Indeed, Vaughn will be a huge factor in 2023 and beyond, so perhaps it’s no surprise that USA Today’s Bob Nightengale listed him as one of two players the White Sox would prefer not to part with in his reporting on their offseason plans. But it’s not Vaughn’s bat, his No. 1 attribute since the day the White Sox drafted him with the No. 3 overall pick, that is the mystery. It’s his position.

José Abreu’s impending free agency has a lot to do with this, of course. Vaughn was seemingly acquired as the heir apparent to the franchise icon at first base. But Abreu remaining one of the game’s most productive hitters even as he’s aged into his mid 30s has thrown a bit of a wrench into that plan. According to Nightengale, the White Sox plan to move on from Abreu and let him find employment elsewhere this winter, though such a decision would see the front office willingly strip away the best hitter from a lineup that struggled to score runs all year.

If that’s the way things play out, Vaughn’s defense will no longer be the huge talking point it was in 2022. Playing his natural position, first base, would figure to prevent future winces any time the ball goes his way.

Then, though, the focus would increase dramatically on his bat.
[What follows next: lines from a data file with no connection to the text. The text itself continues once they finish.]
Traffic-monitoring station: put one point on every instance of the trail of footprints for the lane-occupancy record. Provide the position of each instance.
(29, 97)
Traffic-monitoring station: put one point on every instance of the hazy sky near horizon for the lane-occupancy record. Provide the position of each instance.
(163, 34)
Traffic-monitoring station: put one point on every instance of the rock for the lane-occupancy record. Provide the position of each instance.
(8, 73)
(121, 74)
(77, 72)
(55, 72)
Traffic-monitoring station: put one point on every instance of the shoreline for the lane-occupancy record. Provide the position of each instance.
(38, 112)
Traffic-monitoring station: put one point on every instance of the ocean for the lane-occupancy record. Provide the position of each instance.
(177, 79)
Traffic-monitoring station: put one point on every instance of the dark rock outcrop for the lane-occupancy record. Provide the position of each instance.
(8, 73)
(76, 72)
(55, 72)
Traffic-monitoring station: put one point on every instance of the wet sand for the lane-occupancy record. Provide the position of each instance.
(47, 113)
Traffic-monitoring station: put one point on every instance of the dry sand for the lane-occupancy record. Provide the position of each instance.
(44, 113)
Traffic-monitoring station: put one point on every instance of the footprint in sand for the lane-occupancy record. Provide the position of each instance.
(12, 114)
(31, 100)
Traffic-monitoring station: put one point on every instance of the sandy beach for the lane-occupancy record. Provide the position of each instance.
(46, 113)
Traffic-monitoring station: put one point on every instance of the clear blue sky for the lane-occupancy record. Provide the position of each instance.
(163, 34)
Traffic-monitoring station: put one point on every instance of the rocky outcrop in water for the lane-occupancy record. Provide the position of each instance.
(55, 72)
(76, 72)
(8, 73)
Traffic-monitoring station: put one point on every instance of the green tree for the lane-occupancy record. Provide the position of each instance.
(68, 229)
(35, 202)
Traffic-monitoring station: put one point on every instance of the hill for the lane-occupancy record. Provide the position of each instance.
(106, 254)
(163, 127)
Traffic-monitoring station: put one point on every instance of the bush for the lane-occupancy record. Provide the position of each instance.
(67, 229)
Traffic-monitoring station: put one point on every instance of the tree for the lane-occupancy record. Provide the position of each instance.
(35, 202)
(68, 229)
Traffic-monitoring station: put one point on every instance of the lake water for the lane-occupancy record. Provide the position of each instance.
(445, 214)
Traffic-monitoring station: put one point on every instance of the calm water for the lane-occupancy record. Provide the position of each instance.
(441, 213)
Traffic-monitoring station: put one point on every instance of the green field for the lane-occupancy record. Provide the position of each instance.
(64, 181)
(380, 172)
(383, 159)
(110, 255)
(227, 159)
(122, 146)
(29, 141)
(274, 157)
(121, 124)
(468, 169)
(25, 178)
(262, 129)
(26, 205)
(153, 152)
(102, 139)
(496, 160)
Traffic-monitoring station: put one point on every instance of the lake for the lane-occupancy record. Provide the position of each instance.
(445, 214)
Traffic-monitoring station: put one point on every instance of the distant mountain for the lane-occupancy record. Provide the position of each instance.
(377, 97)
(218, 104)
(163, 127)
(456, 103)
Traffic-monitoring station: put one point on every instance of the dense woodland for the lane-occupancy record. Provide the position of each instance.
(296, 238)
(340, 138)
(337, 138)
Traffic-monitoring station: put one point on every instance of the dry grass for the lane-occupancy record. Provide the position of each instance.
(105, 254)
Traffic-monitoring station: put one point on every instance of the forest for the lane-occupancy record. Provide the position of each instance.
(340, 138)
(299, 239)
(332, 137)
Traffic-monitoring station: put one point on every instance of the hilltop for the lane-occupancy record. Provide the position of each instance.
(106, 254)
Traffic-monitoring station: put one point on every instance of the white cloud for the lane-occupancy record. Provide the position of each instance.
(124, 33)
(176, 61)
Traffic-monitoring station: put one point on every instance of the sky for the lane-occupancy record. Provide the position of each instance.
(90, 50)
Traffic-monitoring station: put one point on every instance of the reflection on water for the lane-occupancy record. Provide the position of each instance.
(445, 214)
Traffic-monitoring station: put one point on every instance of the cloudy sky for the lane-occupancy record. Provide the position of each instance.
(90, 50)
A White Sox lineup without Abreu would need to make up for an awful lot of production, and this is assuming that a group of players that failed dramatically to play up to their own potential can do so next season. Vaughn would figure to be among those who are expected to bear the most burden when it comes to making up for Abreu’s lost numbers.

That’s no easy task, as Abreu has produced at an All-Star level – and in some cases, an MVP level – for basically the entirety of his nearly decade-long career on the South Side. Good luck, Andrew.
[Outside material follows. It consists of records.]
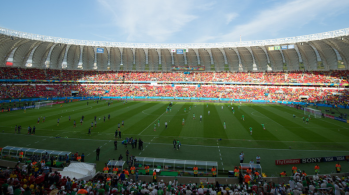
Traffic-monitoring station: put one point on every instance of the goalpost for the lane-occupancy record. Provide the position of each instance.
(38, 105)
(311, 111)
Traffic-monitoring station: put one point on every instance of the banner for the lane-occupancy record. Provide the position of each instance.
(334, 158)
(328, 116)
(287, 161)
(60, 102)
(311, 160)
(9, 63)
(179, 51)
(188, 68)
(100, 50)
(340, 119)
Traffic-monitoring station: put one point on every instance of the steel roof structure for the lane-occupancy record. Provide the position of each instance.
(322, 51)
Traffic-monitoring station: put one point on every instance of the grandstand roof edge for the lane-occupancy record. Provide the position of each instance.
(279, 41)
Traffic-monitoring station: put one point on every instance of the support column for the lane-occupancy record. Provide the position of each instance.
(298, 53)
(47, 62)
(80, 59)
(240, 63)
(197, 55)
(266, 53)
(134, 55)
(225, 57)
(30, 58)
(95, 63)
(65, 59)
(171, 56)
(121, 50)
(210, 53)
(159, 53)
(146, 55)
(283, 57)
(108, 49)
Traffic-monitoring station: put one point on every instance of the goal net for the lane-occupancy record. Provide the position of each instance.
(314, 112)
(39, 105)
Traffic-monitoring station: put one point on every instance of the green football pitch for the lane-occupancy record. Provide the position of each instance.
(285, 137)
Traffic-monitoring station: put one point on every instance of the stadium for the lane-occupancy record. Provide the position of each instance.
(212, 110)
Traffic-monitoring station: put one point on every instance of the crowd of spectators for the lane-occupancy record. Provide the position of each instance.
(32, 179)
(334, 76)
(272, 93)
(13, 91)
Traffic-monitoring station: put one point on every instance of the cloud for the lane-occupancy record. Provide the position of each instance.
(290, 15)
(148, 21)
(230, 17)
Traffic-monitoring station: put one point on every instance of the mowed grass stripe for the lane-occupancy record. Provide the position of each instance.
(75, 113)
(193, 127)
(276, 128)
(234, 130)
(256, 126)
(137, 126)
(175, 127)
(213, 126)
(315, 126)
(99, 113)
(323, 123)
(302, 132)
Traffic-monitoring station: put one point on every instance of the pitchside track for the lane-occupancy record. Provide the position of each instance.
(285, 137)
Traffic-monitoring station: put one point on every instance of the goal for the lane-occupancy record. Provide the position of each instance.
(314, 112)
(38, 105)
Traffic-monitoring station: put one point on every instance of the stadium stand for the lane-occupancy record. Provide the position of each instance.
(29, 179)
(244, 71)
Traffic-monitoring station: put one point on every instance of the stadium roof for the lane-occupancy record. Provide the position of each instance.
(322, 51)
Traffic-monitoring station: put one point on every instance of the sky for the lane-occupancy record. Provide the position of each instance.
(169, 21)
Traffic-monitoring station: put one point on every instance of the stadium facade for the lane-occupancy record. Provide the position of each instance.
(323, 51)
Surely, the White Sox are confident in Vaughn’s ability to be a middle-of-the-order type bat, and pointing out his last-month struggles in each of his first two seasons was hardly a way of saying that he’s incapable of reaching the heights the team sees for him. But throwing him into the Abreu-deep end of the major league pool? That’s a big risk.

So too, though, might be making the supposed “safer” play and bringing Abreu back. In that case, the White Sox will still have a logjam on their hands, a glut of first-base/DH types who bring down the defense around the field. The idea, of course, was for all those players’ collective power to hide any defensive shortcomings. But that didn’t happen, and the team-wide power outage in 2022 saw Vaughn lead the team with a paltry 17 home runs.

If Abreu does return, the focus will stay on Vaughn’s outfield defense. Or it will force Jiménez to return to the field after he flourished as the everyday DH in the second half of the season, back to where he’s had trouble in the past, both defensively and when it came to staying healthy. With Cairo describing Jiménez as someone who can maybe play the outfield a couple days a week, perhaps there’d be a platoon on the horizon, with the defense not really improving.

And though Vaughn subbed in for Jiménez as the White Sox’ primary left fielder in 2021, and though he played almost the same number of times in left field as he did in right field in 2022, Pollock’s potential return on a $13 million player option would perhaps make for more playing time in right field for Vaughn. Though he figured to be the chief right fielder with Jiménez in left, Pollock ended up spending way more time in left than right this season.

It’s all up in the air right now, and none of the options seem terribly great.

But as Hahn said during his end-of-season press conference, there’s an acknowledgement from the front office that Vaughn and the White Sox could benefit from getting him out of a spot he never played before becoming a big leaguer.

“Andrew, we talked last year how much was put on his plate given his development path, the pandemic and the position change,” Hahn said. “Certainly finding (Vaughn and fellow first-baseman-turned-outfielder Gavin Sheets) roles more suited to their natural skill set is one way to potentially get this team better and more advanced in (certain) areas.”

Will it mean better offensive numbers for the guy who was expected to put up big offensive numbers? That would obviously remain to be seen.

Nightengale could be right, and Vaughn might not be going anywhere this winter.

This conversation surrounding Vaughn isn’t going anywhere, either.